Questa è una storia interessante e emblematica dei tempi moderni. Sicuramente di non così facile lettura. È riportata dall'edizione on line del "Corriere della Sera", e parla di Homeless Eric, o meglio oramai ex- homeless, perchè adesso Eric una casa ce l'ha. Ma andiamo con ordine.

Tutto parte da un banale scherzo fatto da un Youtuber, la nuova figura professionale nata con il sito di condivisione video più famoso al mondo e con l'avvento degli onnipresenti smartphone, ad un senzatetto, Eric appunto, negli Stati Uniti.

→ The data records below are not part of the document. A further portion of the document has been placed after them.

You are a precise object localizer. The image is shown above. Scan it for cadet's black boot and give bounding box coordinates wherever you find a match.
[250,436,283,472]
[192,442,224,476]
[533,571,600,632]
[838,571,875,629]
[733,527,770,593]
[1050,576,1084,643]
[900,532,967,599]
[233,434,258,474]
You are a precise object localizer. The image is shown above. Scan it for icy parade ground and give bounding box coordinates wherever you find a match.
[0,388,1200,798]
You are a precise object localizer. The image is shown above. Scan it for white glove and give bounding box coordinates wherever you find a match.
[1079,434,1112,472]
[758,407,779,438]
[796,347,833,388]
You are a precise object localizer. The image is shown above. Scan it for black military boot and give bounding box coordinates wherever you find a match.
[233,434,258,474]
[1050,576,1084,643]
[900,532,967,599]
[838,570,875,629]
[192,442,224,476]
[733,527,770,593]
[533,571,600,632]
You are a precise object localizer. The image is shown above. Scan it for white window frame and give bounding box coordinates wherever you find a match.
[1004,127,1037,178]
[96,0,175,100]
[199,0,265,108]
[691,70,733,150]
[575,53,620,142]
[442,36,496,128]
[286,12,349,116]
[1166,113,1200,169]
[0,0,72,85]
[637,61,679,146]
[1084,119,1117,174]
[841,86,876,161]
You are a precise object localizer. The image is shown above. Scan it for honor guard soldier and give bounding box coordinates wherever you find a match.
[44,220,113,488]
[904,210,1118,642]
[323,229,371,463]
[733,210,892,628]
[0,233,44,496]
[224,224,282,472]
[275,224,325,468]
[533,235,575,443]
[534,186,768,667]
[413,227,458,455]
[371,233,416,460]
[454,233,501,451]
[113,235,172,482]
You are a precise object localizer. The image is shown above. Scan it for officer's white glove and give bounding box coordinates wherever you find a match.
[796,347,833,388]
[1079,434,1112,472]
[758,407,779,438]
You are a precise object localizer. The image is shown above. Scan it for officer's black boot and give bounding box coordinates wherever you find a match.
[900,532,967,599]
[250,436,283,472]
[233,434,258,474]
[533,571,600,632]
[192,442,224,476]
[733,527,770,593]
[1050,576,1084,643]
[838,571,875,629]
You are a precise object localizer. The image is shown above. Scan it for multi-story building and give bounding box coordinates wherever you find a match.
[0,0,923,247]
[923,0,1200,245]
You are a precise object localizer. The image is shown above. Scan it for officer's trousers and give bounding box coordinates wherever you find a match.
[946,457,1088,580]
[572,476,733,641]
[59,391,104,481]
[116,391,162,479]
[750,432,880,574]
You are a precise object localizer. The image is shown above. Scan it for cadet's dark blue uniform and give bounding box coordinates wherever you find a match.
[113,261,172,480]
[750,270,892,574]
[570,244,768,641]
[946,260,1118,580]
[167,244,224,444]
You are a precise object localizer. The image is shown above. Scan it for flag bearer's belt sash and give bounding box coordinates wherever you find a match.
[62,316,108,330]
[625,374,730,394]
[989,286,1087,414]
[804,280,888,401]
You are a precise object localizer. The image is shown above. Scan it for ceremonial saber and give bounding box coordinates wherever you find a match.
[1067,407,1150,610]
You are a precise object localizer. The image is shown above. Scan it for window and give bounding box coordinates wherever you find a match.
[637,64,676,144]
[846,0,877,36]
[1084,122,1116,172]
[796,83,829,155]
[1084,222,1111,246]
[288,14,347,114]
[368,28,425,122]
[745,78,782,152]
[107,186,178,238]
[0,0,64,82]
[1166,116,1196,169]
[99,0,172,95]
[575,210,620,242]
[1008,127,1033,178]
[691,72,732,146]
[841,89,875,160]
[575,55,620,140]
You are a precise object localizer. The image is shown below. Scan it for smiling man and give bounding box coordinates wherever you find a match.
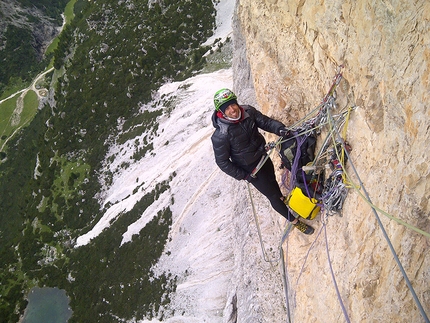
[211,89,314,234]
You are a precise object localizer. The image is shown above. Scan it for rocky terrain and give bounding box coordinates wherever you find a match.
[234,0,430,322]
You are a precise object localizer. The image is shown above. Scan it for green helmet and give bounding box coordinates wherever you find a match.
[214,88,237,112]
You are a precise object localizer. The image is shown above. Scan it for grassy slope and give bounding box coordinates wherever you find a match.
[0,0,214,322]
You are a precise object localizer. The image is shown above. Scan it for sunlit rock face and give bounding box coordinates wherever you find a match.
[234,0,430,322]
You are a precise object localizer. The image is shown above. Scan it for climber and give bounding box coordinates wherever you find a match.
[211,88,314,234]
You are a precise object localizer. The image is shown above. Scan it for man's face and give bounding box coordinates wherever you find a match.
[225,103,240,119]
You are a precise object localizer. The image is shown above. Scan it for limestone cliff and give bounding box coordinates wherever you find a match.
[234,0,430,322]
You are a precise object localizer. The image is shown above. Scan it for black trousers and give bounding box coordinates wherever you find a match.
[247,158,295,221]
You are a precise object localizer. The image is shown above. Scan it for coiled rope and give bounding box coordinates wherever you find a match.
[280,67,430,323]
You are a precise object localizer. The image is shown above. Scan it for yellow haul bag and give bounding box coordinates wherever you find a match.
[287,187,320,220]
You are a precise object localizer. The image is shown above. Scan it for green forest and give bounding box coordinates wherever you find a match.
[0,0,69,96]
[0,0,215,323]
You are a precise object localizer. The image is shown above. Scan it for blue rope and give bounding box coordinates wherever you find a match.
[323,221,351,323]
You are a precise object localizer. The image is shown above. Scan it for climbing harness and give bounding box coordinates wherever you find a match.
[281,66,430,323]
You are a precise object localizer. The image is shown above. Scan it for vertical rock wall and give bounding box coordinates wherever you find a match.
[234,0,430,322]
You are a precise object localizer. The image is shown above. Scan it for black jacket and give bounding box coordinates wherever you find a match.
[211,105,285,180]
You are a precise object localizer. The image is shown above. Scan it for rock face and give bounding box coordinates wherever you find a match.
[234,0,430,322]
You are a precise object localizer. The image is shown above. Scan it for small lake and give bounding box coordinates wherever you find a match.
[21,287,72,323]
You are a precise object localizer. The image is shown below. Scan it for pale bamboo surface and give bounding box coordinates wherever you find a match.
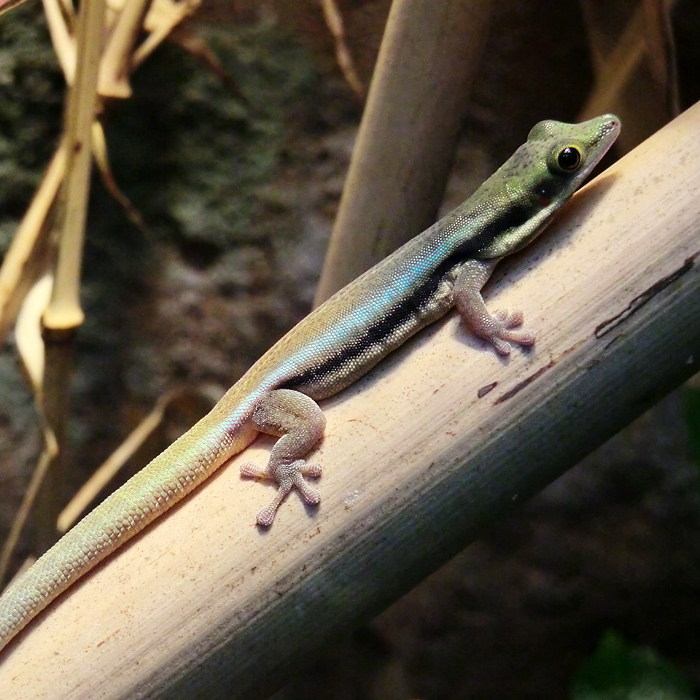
[315,0,496,304]
[0,105,700,700]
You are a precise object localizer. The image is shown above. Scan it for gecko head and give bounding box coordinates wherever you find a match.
[479,114,620,258]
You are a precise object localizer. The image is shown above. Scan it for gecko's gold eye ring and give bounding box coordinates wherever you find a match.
[557,146,581,173]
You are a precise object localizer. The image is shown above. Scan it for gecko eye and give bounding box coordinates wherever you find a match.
[557,146,581,172]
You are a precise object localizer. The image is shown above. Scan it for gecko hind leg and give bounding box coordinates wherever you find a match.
[241,389,326,527]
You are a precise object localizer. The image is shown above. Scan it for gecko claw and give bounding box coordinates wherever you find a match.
[240,459,321,527]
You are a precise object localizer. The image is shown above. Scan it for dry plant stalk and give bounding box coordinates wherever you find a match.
[0,0,201,580]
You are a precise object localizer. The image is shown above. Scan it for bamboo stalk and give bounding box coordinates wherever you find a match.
[0,105,700,700]
[316,0,493,304]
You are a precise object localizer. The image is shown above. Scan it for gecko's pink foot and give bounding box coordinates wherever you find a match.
[241,459,321,527]
[479,309,535,355]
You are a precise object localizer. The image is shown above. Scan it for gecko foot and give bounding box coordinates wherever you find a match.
[241,459,321,527]
[482,309,535,355]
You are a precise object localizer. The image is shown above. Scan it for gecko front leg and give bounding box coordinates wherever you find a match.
[452,258,535,355]
[241,389,326,527]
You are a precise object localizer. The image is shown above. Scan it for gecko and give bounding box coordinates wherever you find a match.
[0,114,620,649]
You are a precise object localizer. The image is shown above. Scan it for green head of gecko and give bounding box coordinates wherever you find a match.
[479,114,621,259]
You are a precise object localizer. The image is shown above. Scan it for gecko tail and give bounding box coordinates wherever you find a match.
[0,405,256,650]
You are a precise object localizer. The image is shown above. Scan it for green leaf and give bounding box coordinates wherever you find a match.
[571,631,695,700]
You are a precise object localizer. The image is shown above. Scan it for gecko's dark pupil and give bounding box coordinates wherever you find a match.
[557,146,581,170]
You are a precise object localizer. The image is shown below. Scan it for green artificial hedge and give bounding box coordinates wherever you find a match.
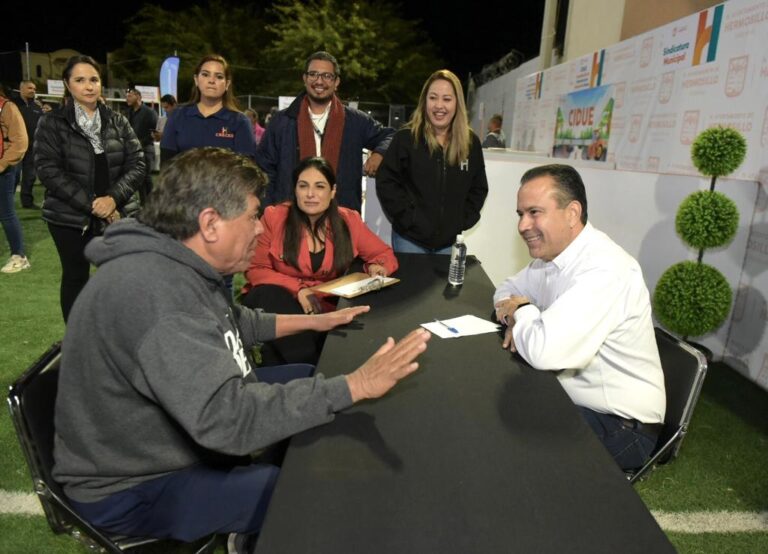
[691,127,747,177]
[675,191,739,249]
[653,261,733,337]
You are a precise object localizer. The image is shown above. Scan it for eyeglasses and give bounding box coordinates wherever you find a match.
[304,71,336,83]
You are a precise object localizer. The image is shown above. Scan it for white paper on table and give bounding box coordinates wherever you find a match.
[331,277,395,296]
[421,315,500,339]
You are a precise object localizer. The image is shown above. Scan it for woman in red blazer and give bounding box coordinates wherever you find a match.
[242,157,397,365]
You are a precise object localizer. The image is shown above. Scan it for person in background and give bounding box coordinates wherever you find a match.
[0,84,31,273]
[376,69,488,254]
[35,56,147,322]
[125,88,157,204]
[493,164,666,471]
[483,114,507,148]
[14,80,43,210]
[242,157,398,365]
[152,94,176,142]
[256,52,394,212]
[245,108,265,146]
[53,148,430,552]
[160,54,256,164]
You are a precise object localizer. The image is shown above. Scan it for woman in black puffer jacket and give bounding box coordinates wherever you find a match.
[35,56,147,322]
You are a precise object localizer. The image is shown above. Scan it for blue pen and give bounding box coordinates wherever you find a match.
[435,318,459,334]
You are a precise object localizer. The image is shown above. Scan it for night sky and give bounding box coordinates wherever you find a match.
[0,0,544,81]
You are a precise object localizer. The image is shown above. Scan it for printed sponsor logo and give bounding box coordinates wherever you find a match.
[663,42,691,65]
[760,106,768,146]
[628,114,643,144]
[216,127,235,138]
[648,113,677,129]
[613,81,627,109]
[659,71,675,104]
[723,2,768,32]
[640,37,653,67]
[683,66,720,89]
[680,110,700,144]
[725,55,749,97]
[693,5,723,65]
[707,112,755,133]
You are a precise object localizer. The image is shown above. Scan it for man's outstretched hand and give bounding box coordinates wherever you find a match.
[347,329,432,402]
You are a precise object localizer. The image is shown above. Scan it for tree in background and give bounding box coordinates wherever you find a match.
[110,0,443,104]
[110,0,269,101]
[266,0,443,103]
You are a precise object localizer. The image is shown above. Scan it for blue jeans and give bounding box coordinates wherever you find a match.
[70,364,315,542]
[392,229,451,254]
[577,406,658,471]
[0,165,24,256]
[70,464,280,542]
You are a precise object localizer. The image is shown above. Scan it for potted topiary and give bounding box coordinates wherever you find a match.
[653,127,747,348]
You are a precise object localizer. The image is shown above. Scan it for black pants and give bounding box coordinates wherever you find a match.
[19,144,37,208]
[139,144,155,202]
[48,223,93,323]
[242,285,325,366]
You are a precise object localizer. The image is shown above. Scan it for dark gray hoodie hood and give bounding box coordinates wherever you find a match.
[85,218,222,282]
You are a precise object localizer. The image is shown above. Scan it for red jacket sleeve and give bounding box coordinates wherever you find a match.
[245,206,306,296]
[339,208,398,275]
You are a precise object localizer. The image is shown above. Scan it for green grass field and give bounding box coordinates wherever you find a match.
[0,187,768,554]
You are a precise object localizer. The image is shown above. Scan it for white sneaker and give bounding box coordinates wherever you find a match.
[0,254,32,273]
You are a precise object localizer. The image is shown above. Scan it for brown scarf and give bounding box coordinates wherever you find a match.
[298,94,344,173]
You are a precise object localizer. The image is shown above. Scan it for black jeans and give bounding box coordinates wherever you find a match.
[578,406,658,471]
[48,223,93,323]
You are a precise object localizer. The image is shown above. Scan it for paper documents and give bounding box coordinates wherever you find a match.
[330,277,397,298]
[421,315,499,339]
[312,272,400,298]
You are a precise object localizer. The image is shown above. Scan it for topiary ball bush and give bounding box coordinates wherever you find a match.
[675,190,739,249]
[653,261,733,337]
[691,127,747,177]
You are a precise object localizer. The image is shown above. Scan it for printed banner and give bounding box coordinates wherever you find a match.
[509,0,768,181]
[160,56,179,111]
[552,85,614,162]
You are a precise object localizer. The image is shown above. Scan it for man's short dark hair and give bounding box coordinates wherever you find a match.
[520,164,587,225]
[138,147,267,240]
[304,50,341,77]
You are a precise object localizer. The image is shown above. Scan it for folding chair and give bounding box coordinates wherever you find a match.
[8,343,216,554]
[627,327,707,483]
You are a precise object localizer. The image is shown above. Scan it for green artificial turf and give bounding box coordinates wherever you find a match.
[0,186,768,554]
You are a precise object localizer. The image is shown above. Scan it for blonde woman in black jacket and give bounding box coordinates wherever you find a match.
[35,56,146,322]
[376,69,488,254]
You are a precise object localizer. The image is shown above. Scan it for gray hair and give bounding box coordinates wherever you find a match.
[138,147,267,240]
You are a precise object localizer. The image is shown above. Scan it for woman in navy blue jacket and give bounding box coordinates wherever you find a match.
[160,54,256,163]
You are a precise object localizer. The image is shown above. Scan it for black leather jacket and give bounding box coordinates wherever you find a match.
[35,99,147,229]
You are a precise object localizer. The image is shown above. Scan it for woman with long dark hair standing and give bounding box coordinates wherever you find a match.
[243,157,398,365]
[376,69,488,254]
[35,56,147,321]
[160,54,256,163]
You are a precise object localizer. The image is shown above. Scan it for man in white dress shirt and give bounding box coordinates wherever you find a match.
[493,164,666,470]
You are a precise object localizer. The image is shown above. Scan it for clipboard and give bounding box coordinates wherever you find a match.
[311,272,400,298]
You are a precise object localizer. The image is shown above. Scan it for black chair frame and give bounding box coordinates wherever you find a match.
[627,327,707,483]
[8,343,216,554]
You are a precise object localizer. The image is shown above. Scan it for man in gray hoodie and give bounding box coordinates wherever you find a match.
[54,148,429,541]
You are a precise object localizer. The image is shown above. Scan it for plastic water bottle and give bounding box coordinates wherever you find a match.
[448,235,467,287]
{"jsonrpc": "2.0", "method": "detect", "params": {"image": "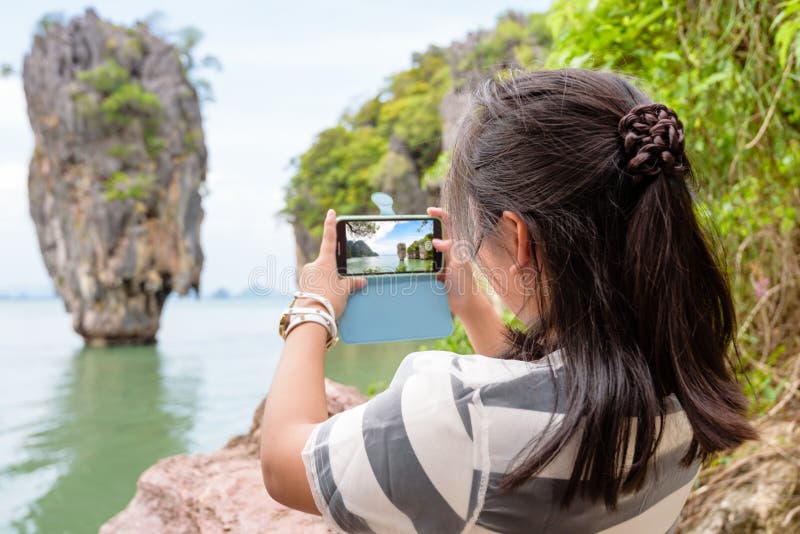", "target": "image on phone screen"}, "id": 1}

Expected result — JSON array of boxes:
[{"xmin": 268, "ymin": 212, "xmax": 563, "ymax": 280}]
[{"xmin": 337, "ymin": 218, "xmax": 441, "ymax": 276}]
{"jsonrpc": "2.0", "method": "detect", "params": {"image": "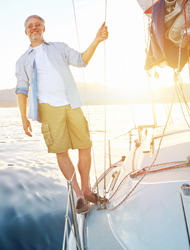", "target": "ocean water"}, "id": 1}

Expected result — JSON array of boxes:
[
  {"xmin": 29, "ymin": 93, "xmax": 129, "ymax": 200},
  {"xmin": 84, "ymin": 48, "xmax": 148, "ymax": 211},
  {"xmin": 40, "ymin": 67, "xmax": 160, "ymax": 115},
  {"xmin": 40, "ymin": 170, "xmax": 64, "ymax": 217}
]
[{"xmin": 0, "ymin": 104, "xmax": 188, "ymax": 250}]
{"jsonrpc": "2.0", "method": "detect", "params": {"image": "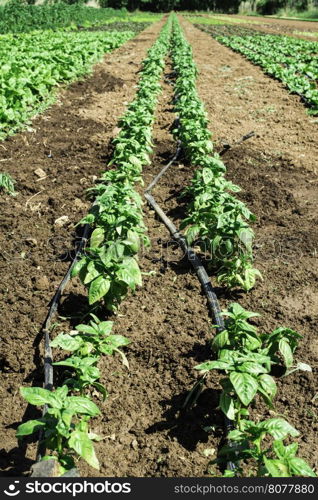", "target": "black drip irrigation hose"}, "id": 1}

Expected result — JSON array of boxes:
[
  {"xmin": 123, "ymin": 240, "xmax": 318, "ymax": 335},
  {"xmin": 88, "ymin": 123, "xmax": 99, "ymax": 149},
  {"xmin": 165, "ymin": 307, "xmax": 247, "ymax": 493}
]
[
  {"xmin": 31, "ymin": 224, "xmax": 90, "ymax": 477},
  {"xmin": 144, "ymin": 147, "xmax": 236, "ymax": 471},
  {"xmin": 219, "ymin": 130, "xmax": 255, "ymax": 156}
]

Rahat Hossain, esperto e stimato pranker, ha infatti realizzato e ripreso una candid camera in cui consegnava ad Eric un finto biglietto vincente della lotteria. Il senzatetto veniva poi invitato a riscuotere la vincita, naturalmente con la complicità di un negoziante, per un ammontare di mille dollari. Ovviamente Homeless Eric, il protagonista che è diventato famoso per la candid camera, ricevendo il denaro reagisce in maniera molto emotiva e scoppia in lacrime.

Ma la parte più commovente della storia, e che ha mosso il cuore di tanti americani che hanno visto il video in rete, è stata la reazione meno immediata di Eric che, nonostante lo stato di povertà estrema, ha voluto condividere la vincita col suo benefattore.

Inutile dire come a questo punto l'ex senzatetto fosse ormai entrato nel cuore di tutti. Così è partita l'asta benefica, in seguito all'iniziativa dello stesso Youtuber autore del fortunato video (che, tra parentesi, ha ricevuto milioni di visualizzazioni) che ha portato a raccogliere 60mila dollari da parte di più di 3000 persone, con i quali è stato poi possibile affittare una casa per il "fu" homeless Eric, ora semplicemente Eric.

Sicuramente la storia ha un lieto fine, ma presenta punti di non facile interpretazione. Primo tra tutti il fatto di spettacolarizzare la condizione di un senzatetto e di "giocare" con questa, mostrando forse una scarsa sensibilità dinnanzi la sofferenza delle persone.

Anche perchè il fatto che alla fine la vicenda abbia avuto una conclusione positiva deriva solamente dalla reazione e dal gesto di straordinario altruismo, e attaccamento ai veri valori della vita, da parte di Eric. Che quindi dà una bella lezione a tanti utenti del video.

Poi c'è un altro fatto: perchè ci accorgiamo dei tanti Eric che abbiamo attorno, solo se ce li "sbattono in faccia", oppure online in questo caso, mentre ci sono totalmente estranei e invisibili se ci passiamo davanti? Siamo arrivati al punto in cui degniamo di attenzione solo ciò che possiamo vedere in streaming o comunque tramite una connessione? La videocamera di uno smartphone e lo schermo di un pc sono diventati i nostri occhi e il mezzo con cui e tramite cui riflettiamo?

Questa vicenda sicuramente, al di là del lato umano che mostra (bellissimo quello di Eric, un po' meno, o perlomeno non così spontaneo, quello della folla del web), lascia tanti punti di riflessione aperti su un fenomeno, quello della nuova società ai tempi dell'era digitale, argomento da trattare con molta cautela, qualora se ne vogliano analizzare e comprendere tutte le diverse sfaccettature per potere essere in grado di esaltarne gli aspetti positivi e combatterne quelli negativi.